We also have a responsibility to others, so if you have the flu yourself, avoid situations in which you might pass it on to others if at all possible.

Oxford also suggests that we practise 'cough and sneeze etiquette', using the crook of our arm to catch a cough or sneeze rather than our hand. "If you cough or sneeze into your hands, the virus can probably survive there for the rest of the day; and if you shake hands with people you'll pass on the virus."

Caring for someone with the flu

Of course, there are times when we simply can’t avoid someone with the flu - for example, if a relative or child is ill and we need to care for them. However, it's still sensible to be cautious in order to reduce the risk of the virus spreading.

"You may not be able to avoid a certain person, but you can avoid kissing them as there will be a lot of virus around their mouth, nose and cheeks as well as on their hands," explains Oxford. "It's about being careful. Whilst we don't know the exact figures, I suspect that a very small change could make a big difference to whether you get infected or not."

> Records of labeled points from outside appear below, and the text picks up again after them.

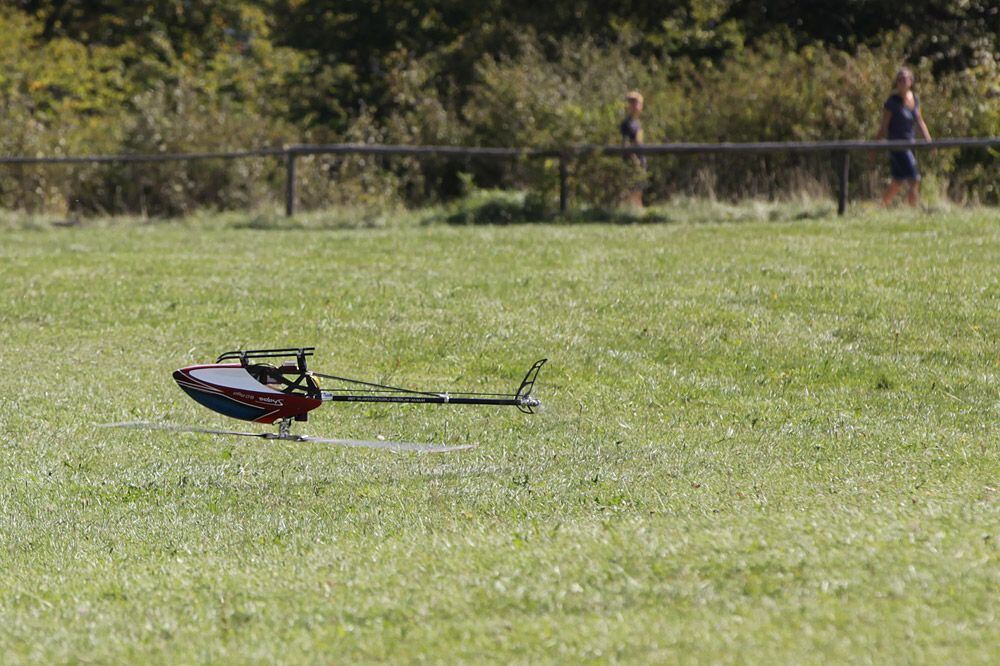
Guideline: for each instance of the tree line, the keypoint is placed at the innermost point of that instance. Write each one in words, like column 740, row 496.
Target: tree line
column 115, row 75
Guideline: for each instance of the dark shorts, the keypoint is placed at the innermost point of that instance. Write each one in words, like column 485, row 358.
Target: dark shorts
column 903, row 166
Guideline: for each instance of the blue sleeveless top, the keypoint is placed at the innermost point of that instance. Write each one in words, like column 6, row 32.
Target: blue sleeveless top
column 903, row 119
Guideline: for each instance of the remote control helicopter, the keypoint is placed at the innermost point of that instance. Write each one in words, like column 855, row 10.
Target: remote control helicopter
column 275, row 386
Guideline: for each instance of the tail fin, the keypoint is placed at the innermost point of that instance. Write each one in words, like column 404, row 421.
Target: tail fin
column 526, row 403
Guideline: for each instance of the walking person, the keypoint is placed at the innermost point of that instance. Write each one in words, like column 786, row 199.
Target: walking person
column 631, row 131
column 900, row 116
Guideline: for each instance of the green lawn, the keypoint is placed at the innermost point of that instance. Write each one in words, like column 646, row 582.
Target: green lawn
column 764, row 441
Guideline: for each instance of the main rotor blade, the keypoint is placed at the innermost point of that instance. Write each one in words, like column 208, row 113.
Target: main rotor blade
column 356, row 443
column 379, row 444
column 144, row 425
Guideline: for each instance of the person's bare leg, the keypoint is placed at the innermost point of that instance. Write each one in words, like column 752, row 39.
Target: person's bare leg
column 890, row 192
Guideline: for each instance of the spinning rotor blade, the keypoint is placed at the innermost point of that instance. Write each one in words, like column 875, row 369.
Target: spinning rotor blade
column 143, row 425
column 355, row 443
column 391, row 446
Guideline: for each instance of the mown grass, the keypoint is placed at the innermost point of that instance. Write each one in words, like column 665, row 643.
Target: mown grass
column 765, row 440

It's also better to avoid sleeping in the same bed as a partner whilst they're suffering from the flu.

"It's best to sleep in separate rooms if one of you has the flu, as if you're lying close to one another at night, the virus can easily move from one to the other.

Keeping safe this winter

As well as taking advantage of the flu vaccine, taking sensible precautions to keep ourselves and others safe should give us the best chance of avoiding or minimising the impact of flu this winter.